Re: New addition to the merge sql standard

Nick DeCoursin Mon, 20 Nov 2023 13:38:39 -0800

> "ignore" may not be what you want, though.  Perhaps the fact that insert
> (coming from the NOT MATCHED clause) fails (== conflicts with a tuple
> concurrently inserted in an unique or exclusion constraint) should
> transform the row operation into a MATCHED case, so it'd fire the other
> clauses in the overall MERGE operation.  Then you could add a WHEN
> MATCHED DO NOTHING case which does the ignoring that you want; or just
> let them be handled by WHEN MATCHED UPDATE or whatever.  But you may
> need some way to distinguish rows that appeared concurrently from rows
> that were there all along.

Your suggestion (or idea) would also be good with me, but that would seem
to me to be considerably more complex to implement and to use, I think.

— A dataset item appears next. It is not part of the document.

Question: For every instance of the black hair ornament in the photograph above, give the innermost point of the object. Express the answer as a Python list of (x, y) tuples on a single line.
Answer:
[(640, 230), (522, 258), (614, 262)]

In a similar sense, I think perhaps it could be good to add the complete
`insert ... on conflict` syntax and functionality onto the insert part of
merge (including handling unique violations with an update), but I haven't
completely thought it through. This is similar to what you seemed to be
brainstorming, but rather than going back into the match statements, it
would look like this perhaps (with the new additions underlined):

merge into some_table st
using different_table as dt
on (st.id = dt.st_id)
when matched do nothing
when not matched then
  insert (cola, colb, colc)
  values ("uniquekey", "gal", "asfa")
  *on conflict (cola) do update set*
  *colb = "gal",*
  *colc = "asfa"*
;

As a result, `merge` would essentially have all the functionality that
`insert ... on conflict` has, so that perhaps (perhaps!) `merge` >=
'insert' in every case except for simply inserting raw data without a
select.

I personally think adding the `on conflict ...` syntax onto merge insert
like ^ this would be better than trying to go back into the merge's match
statements.

However, even if it were desired to add the complete `on conflict do update
...` functionality, I would think it would be better to take one step at a
time by just first adding the ignore functionality (of ignoring rows that
cause unique violation exceptions) which could be called `on conflict do
nothing`, leaving open the possibility for future expansion with the `on
conflict do update set ...`.

> In regards to the SQL standard, I hope what you're saying is merely not
> documented by them.  If it indeed isn't, it may be possible to get them
> to accept some new behavior, and then I'm sure we'd consider
> implementing it.  If your suggestion goes against what they already
> have, I'm afraid you'd be doomed.  So the next question is, how do other
> implementations handle this case you're talking about?  SQL Server, DB2
> and Oracle being the relevant ones.

I would suppose it's merely not documented but yet that there's nothing
contradictory to it either. Unfortunately, I don't know how other databases
do it, but I would think probably none of them do it yet.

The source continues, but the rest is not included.